The set of usable rules consists of

  r1, r2, r3, r4, r5

Take the reduction pair:

  lexicographic path order with precedence:
  
    precedence:
    
      minus > pred > |0| > quot > s > log#
    
    argument filter:
  
      pi(log#) = 1
      pi(s) = [1]
      pi(quot) = 1
      pi(|0|) = []
      pi(pred) = 1
      pi(minus) = 1

The next rules are strictly ordered:

  p1

We remove them from the problem.  Then no dependency pair remains.

-- Reduction pair.

Consider the dependency pair problem (P, R), where P consists of

p1: quot#(s(x),s(y)) -> quot#(minus(x,y),s(y))

and R consists of:

r1: pred(s(x)) -> x
r2: minus(x,|0|()) -> x
r3: minus(x,s(y)) -> pred(minus(x,y))
r4: quot(|0|(),s(y)) -> |0|()
r5: quot(s(x),s(y)) -> s(quot(minus(x,y),s(y)))
r6: log(s(|0|())) -> |0|()
r7: log(s(s(x))) -> s(log(s(quot(x,s(s(|0|()))))))

The set of usable rules consists of

  r1, r2, r3

Take the reduction pair:

  lexicographic path order with precedence:
  
    precedence:
    
      s > minus > pred > quot# > |0|
    
    argument filter:
  
      pi(quot#) = [1]
      pi(s) = [1]
      pi(minus) = 1
      pi(pred) = 1
      pi(|0|) = []

The next rules are strictly ordered:

  p1

We remove them from the problem.  Then no dependency pair remains.

-- Reduction pair.

Consider the dependency pair problem (P, R), where P consists of

p1: minus#(x,s(y)) -> minus#(x,y)

and R consists of:

r1: pred(s(x)) -> x
r2: minus(x,|0|()) -> x
r3: minus(x,s(y)) -> pred(minus(x,y))
r4: quot(|0|(),s(y)) -> |0|()
r5: quot(s(x),s(y)) -> s(quot(minus(x,y),s(y)))
r6: log(s(|0|())) -> |0|()
r7: log(s(s(x))) -> s(log(s(quot(x,s(s(|0|()))))))
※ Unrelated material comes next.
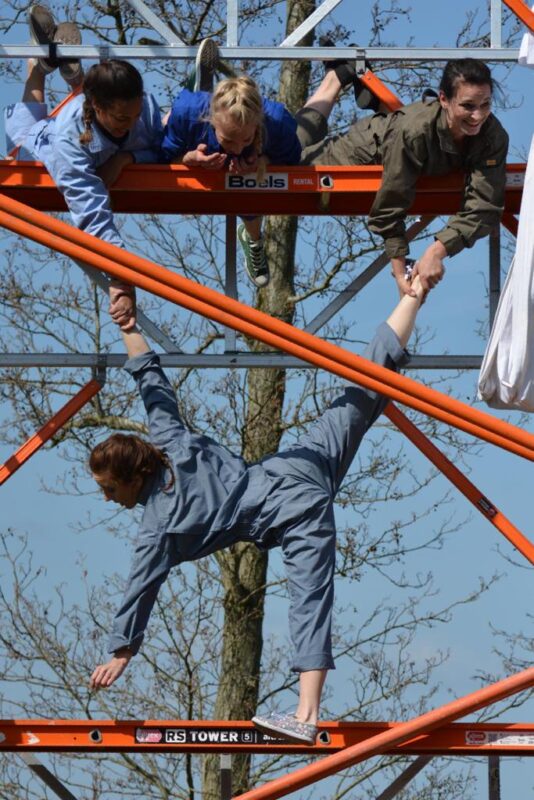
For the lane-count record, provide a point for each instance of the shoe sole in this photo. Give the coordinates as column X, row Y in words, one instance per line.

The set of usable rules consists of

  (no rules)

Take the reduction pair:

  lexicographic path order with precedence:
  
    precedence:
    
      s > minus#
    
    argument filter:
  
      pi(minus#) = 2
      pi(s) = [1]

The next rules are strictly ordered:

  p1

We remove them from the problem.  Then no dependency pair remains.